屏风后面的叶枝着急,锦徽拍了拍叶枝的肩膀让她淡定。
他们三个人是聊不出什么的,无非是亮亮牌面,相互试探口风,压压气势。
按道理来说,如果用强权逼苏璜就范,秦霹雳大可陪王新筠前来处理。但是秦霹雳毫无动作,王新筠也不曾出面,反而是秦煜做了先头兵。只能有一种可能,杜横秋支持苏璜,他们要牵制杜横秋。
弘城的气候比沪城舒服。城中有数条江水分支流过,空气湿润,绿树环茵,很适合居住。
锦徽坐在院子门口的台阶上,她吃过药,除了头晕其他症状已经缓解很多。
空气中有一股甜甜的味道,锦徽顺着味道的方向看过去。来的人是秦煜,他拿来是锦徽最爱的弘城小吃红豆糕。
锦徽很久没有吃到最正宗的红豆糕,秦煜给她的时候,红豆糕还是热乎的,咬上一口软糯香甜,甜滋滋的味道让她暂时忘了所有伤心事。
秦煜坐下,抬头看天边的晚霞。身边的锦徽双手捧着红豆糕一口一口认真吃。仿佛回到了小时候,他们两个经常坐在督军府的门口台阶上,期待有朝一日载凡突然回来。
“你听见苏璜的条件了?”
前厅说话那会,秦煜已经注意到屏风后的锦徽。这丫头身子不舒服还要偷偷听,确实和小时候没什么两样。
苏璜当时表示可以退让一步,现在的脚下土地必平,他可以为王家再寻一块地方搭建一模一样的老宅。这个意见被秦煜当场否决,他甚至说出“我觉得苏中景的墓地不好,是不是也可以重新挖重新葬”这样的混账话。

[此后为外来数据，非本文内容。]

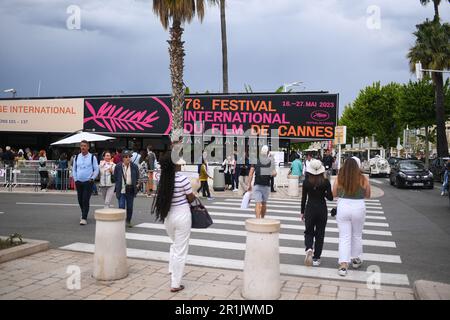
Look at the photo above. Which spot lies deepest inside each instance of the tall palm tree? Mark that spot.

锦徽吃完嘴里的红豆糕,望着天边的晚霞说:“苏璜在逼我就范,今天我不答应他,他会以苏中景入沪城时,杜横秋给他划分土地的白纸黑字条约来约束我。”
“他这是强抢。”
“他比他父亲胆量大。苏中景与祖父见过,尚且顾及祖父的影响力。他不会对亡人起敬意,所以他才可以无所畏惧。”

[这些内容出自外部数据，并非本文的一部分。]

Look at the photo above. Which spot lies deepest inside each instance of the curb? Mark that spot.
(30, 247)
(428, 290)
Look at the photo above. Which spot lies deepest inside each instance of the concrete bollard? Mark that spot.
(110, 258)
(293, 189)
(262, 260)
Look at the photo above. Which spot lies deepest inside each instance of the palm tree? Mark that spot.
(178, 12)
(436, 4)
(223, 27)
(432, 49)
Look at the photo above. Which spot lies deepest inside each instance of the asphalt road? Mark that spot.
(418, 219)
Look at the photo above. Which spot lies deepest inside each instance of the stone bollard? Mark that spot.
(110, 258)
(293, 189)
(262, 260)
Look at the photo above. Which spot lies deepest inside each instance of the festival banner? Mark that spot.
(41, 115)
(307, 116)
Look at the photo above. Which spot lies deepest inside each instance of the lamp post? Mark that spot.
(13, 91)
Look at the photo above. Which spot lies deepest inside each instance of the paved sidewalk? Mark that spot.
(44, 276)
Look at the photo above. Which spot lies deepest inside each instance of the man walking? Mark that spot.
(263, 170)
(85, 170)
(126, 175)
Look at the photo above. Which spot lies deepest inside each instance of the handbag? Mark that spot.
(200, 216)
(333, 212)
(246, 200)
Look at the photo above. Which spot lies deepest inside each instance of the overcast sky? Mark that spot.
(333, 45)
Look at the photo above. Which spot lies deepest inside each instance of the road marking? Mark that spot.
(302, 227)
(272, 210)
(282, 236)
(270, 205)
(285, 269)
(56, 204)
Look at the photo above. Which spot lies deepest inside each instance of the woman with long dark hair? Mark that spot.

秦煜轻笑:“杜横秋一屁股烂账。当年他为了讨好苏中景,糊里糊涂的把老宅土地给了他。这会才有扯不清的问题。”
“杜横秋没有错。”
“啧……你在为杜横秋说话?”
秦煜斜眼看锦徽,锦徽抱住秦煜搭在膝盖上的手臂,笑了一下说:“我是就事论事。要是姨父打下弘城,杜横秋也会满足姨父想要的一切利益。”

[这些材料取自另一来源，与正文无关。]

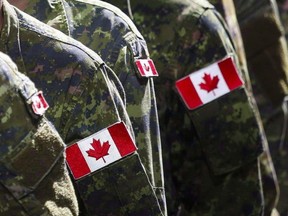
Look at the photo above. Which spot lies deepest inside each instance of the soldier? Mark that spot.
(268, 65)
(33, 176)
(87, 109)
(109, 32)
(226, 7)
(214, 149)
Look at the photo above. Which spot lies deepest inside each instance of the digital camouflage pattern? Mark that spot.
(33, 176)
(269, 179)
(84, 97)
(212, 152)
(109, 32)
(268, 65)
(281, 150)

秦煜叹了一口气,现在的情况看,他倒是希望打下弘城的是自己老爹。
锦徽的头靠着秦煜的肩膀,她说:“明天你回去吧。”
秦煜诧异:“我回去?”
“你现在是指挥官不能擅离职守,更不能有内讧之嫌。”锦徽语重心长地说,“弘城事务你别管了。”
“我不管谁管?指望你的丈夫?”
锦徽恨秦煜是个傻脑袋,她指着自己给他看:“我!我!我!我就不能管了?”
不是秦煜瞧不起锦徽,只是苏璜手里有枪,别说是锦徽,就连易舷都得思量思量。
秦煜寻思了一下还是不行,摇头说:“我得在这。”
锦徽毫不留情:“你在这里已经两天了,有用吗?”
“我不是守着外公的家业嘛。”秦煜理亏,声音越来越小。
锦徽哦了一声:“你知道外公有多少家业吗?”
“……”秦煜不知道。
锦徽又问:“你知道外公当年要把家业给谁吗?”
“……”秦煜不知道。
锦徽又问:“你知道在弘城这块地上谁的话最有分量吗?”
“……”秦煜是真不知道。
他出生时只见过外公一面,那会他还是个婴儿能知道什么。
锦徽同情又怜爱地摸了摸秦煜的头,秦煜起了一身鸡皮疙瘩。
锦徽最喜欢看秦煜无可奈何还得硬受着的模样,笑了几声,看着天上隐约露出的点点星光,心底的担忧仿佛被什么东西抚平。她相信,在这里始终有几颗星星会保佑自己。
“把姨母送来吧。”她说。
晚霞下大地一片红光,锦徽和秦煜的打闹渐渐停了。
锦徽的小茶厅的窗子是开着的,易舷从窗外收回视线继续听房飞扬说话。
房飞扬是弘城的地头蛇,红叶帮又是做用消息勒索钱财的勾当。弘城的所有消息都逃不过房飞扬的眼睛。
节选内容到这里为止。